Il premier Conte, tornato nel tardo pomeriggio da Bruxelles e finito nel mirino di Salvini («lui leggeva il testo del decreto e Di Maio verbalizzava»), si trova così a tentare un'ultima, disperata mediazione. Ma non l'aiuta il fatto che ieri, dopo un iniziale tentativo di appeasement, Di Maio e Salvini se le siano date di santa ragione. E che la luna di miele, la chimica tra i due sia ormai svanita. Sia il capo pentastellato che il leader leghista - è previsto un faccia a faccia questa mattina prima del Consiglio dei ministri fissato per le 13 - però appaiono determinati a evitare la crisi. Il primo perché sa che se si va a elezioni non sarà lui il candidato premier del Movimento.
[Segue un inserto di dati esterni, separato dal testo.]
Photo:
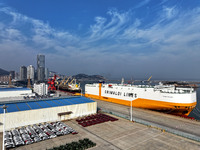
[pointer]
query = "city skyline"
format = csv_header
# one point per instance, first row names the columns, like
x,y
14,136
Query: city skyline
x,y
111,38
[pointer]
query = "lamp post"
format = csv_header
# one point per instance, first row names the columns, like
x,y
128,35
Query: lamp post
x,y
4,120
131,112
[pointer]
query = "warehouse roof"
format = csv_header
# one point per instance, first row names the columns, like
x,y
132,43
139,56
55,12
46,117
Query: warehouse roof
x,y
14,89
40,104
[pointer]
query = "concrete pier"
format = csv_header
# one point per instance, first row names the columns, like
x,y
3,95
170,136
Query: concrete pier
x,y
174,124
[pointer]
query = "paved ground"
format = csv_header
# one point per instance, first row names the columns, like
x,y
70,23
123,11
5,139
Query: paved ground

Il secondo perché teme che la rissa alimenti la speculazione finanziaria, facendo schizzare lo spread oltre i livelli di guardia (ieri è salito a quota 335 per poi calare). E in fondo teme l'ipotesi (lontanissima) di un governo Pd-5Stelle: «Io favori al Pd non ne faccio e neppure ai mercati e all'Europa che puntano sulle nostre divisioni». Perciò: «Chi se ne frega di condoni e condonini. La Lega è nata per dare lavoro e ridurre le tasse, non per condonare».

Parole che fanno dire a Stefano Buffagni, mediatore per conto dei 5Stelle, che «la frattura verrà rimarginata», che «un'intesa si troverà». Ma la quadra, ieri notte, ancora non era stata trovata: «E' un'equazione irrisolvibile trovare una soluzione», dicevano in casa Lega. «Tutto si deciderà all'ultimo momento, la partita è difficilissima», confermava un grillino che segue la trattativa.

Di Maio, insieme a Buffagni e ad alcuni tecnici, ieri ha studiato a lungo il dossier con la speranza di andare a dama prima delle kermesse del Circo Massimo. L'ipotesi che avanza - ma che dovrà essere messa nero su bianco oggi - è di cambiare i connotati al contestato articolo 9 del decreto fiscale. Sì alla non punibilità per chi fa la dichiarazione integrativa (altrimenti nessuno aderirebbe alla sanatoria, temendo conseguente penali). Via, invece, il condono per i proventi da immobili e capitali detenuti all'estero (di «provenienza mafiosa», secondo i grillini). Inoltre verrebbe cancellato pure il perdono per riciclaggio e autoriciclaggio. Molto più difficile invece che passi un'altra richiesta dei 5Stelle: la riduzione del tetto della sanatoria (ora è a quota 100mila euro) per ogni singola imposta. Con due problemi. Il primo: in nottata la Lega faceva sapere che «non esiste ancora alcuna bozza di accordo». Il secondo: il gettito inevitabilmente si ridurrà e dunque il governo dovrà trovare altre coperture.

Nel faccia a faccia che precederà la riunione del governo, Di Maio è determinato a chiarire con Salvini anche il ruolo di Giancarlo Giorgetti. Il plenipotenziario leghista, sottosegretario alla presidenza del Consiglio, è ormai visto dai grillini come un «nemico». Uno che «lavora nell'ombra» e «mette i bastoni tra le ruote». In più, secondo i pentastellati, sarebbe stato lui a non aver voluto convocare il pre-consiglio dei ministri che lunedì scorso avrebbe dovuto analizzare il testo del decreto. «Il risultato è che siamo arrivati al momento decisivo senza un articolato e solo con un foglietto volante», dicono i 5Stelle. Tant'è, che Di Maio ha posto la questione pur senza citare Giorgetti: «Noi avevamo chiesto di riunire il pre-consiglio. Chi lo doveva convocare non era Conte, ma un'altra persona. E mi fermo qui...». Per poi aggiungere: «Andranno rivisti i regolamenti del Consiglio dei ministri, ci devono essere procedure più chiare». Difficile però immaginare che Salvini possa depotenziare e tantomeno scaricare il suo braccio destro.